Fin de vie : la Représentation nationale prendra aussi ses responsabilités

Ce 14 février 2014, le Conseil d’Etat a décidé de surseoir à statuer sur les requêtes d’appel tendant à l’annulation de la décision du 16 janvier 2014 par laquelle le Tribunal administratif de Châlons-en-Champagne, saisi en référé liberté, a suspendu l’exécution de la décision du 11 janvier 2014 de mettre fin à l’alimentation et à l’hydratation artificielles de Monsieur Vincent Lambert.

Avant de statuer définitivement sur les demandes qui lui sont adressées, le Conseil d’Etat a ordonné deux mesures d’instructions.

D’une part, il ordonne la réalisation d’une nouvelle expertise sur l’état clinique de M Lambert, qui sera conduite, de manière collégiale, par trois médecins spécialisés dans les neurosciences. D’autre part, le Conseil d’Etat a décidé de consulter l’Académie nationale de médecine, le Comité consultatif d’éthique et le Conseil national  de l’Ordre des médecins et Monsieur Léonetti qui avait défendu la loi du 22 avril 2005 relative aux droits des patients en fin de vie.

Ma conviction

Il n’est en aucune manière possible ni utile de commenter une décision de justice a fortiori, une décision avant dire droit dans un dossier si complexe et douloureux.

 

En tant que députée, il m’appartient cependant, comme à tous les membres de la Représentation nationale, de vérifier si cette procédure et les premières décisions rendues, le 16 janvier 2014 par le Tribunal administratif de Châlons-en-Champagne puis, ce jour, par le Conseil d’Etat, appellent ou non un débat parlementaire et, éventuellement, une évolution de la Loi.

 

Ma conviction est que le Parlement doit intervenir et qu’il le fera dans son rôle le plus noble pour l’intérêt général.

 

Je suis saisie par les termes de la déclaration de Monsieur Jean-Marc Sauvé, Vice-président du Conseil d’Etat : « Le Conseil d’État prend dans cette douloureuse affaire toutes ses responsabilités. Il continuera de les assumer entièrement ». La Représentation nationale doit à son tour prendre ses responsabilités.
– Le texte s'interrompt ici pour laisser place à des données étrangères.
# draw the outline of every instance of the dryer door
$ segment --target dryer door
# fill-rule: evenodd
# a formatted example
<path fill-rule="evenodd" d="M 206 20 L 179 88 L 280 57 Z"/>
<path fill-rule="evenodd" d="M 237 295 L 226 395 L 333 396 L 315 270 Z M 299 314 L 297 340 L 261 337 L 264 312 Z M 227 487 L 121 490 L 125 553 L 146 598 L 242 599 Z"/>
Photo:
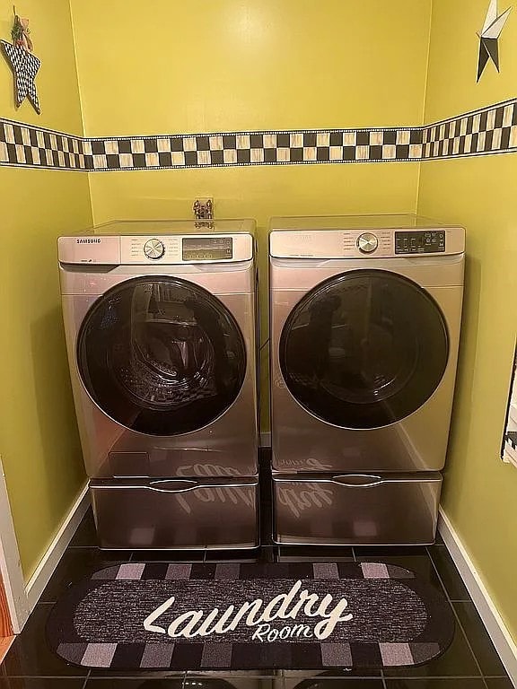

Ma conviction est que ce drame appelle aussi un débat sur ce que peut ou ne peut pas faire la Loi, à l’endroit de problématiques aussi sensibles, intimes et complexes.

Quelle que soit la décision qui sera celle du Conseil d’Etat, au terme de cette procédure, le drame qui affecte la famille de Monsieur Vincent Lambert confirme sans doute la nécessité d’une réponse de la part du Parlement. La procédure judiciaire qui vient de se dérouler appelle une poursuite du débat sur les fins de vies, à la suite de la loi « Léonetti » du 22 avril 2005.

Les conditions, notamment procédurales, d’expression ou d’identification de la volonté de chaque personne sur son choix de fin de vie en fonction de son état de conscience et de consentement doivent, peut-être, être précisées. Les proches et les médecins confrontés à la question de l’euthanasie passive ne sauraient avoir pour seule issue aux difficultés rencontrées, que de saisir le Juge, aussi essentielle soit l’intervention de celui-ci.

 

En définitive, le débat parlementaire ne pourra avoir pour espoir de trancher une controverse entre écoles de pensée, aussi légitimes soient-elles et aussi nécessaire soit-il de les entendre, de les comprendre. Ce débat devra aller plus loin et plus loin que les clivages habituels.

 

Car l’enjeu n’est, à mon sens, pas de privilégier une conception plutôt qu’une autre de la manière de conclure son existence. L’enjeu est, conformément au droit à la vie et au droit au respect de la dignité humaine, de permettre à chacun(e) de choisir de manière éclairée les conditions de son départ. Il ne saurait, de ce point de vue, exister un modèle imposé mais des libertés individuelles respectées. Il ne saurait exister une fin de vie mais des fins de vies.

 

L’enjeu, également, est d’aider les familles et les proches, qui, d’ores et déjà frappés par le malheur, ne peuvent se voir imposer des déchirures supplémentaires.

 

C’est dans cet esprit de responsabilité mais aussi de transparence que je m’efforcerai de contribuer, dans le respect du mandat de députée qui m’a été confié, à ce débat que j’attends respectueux de toutes les opinions.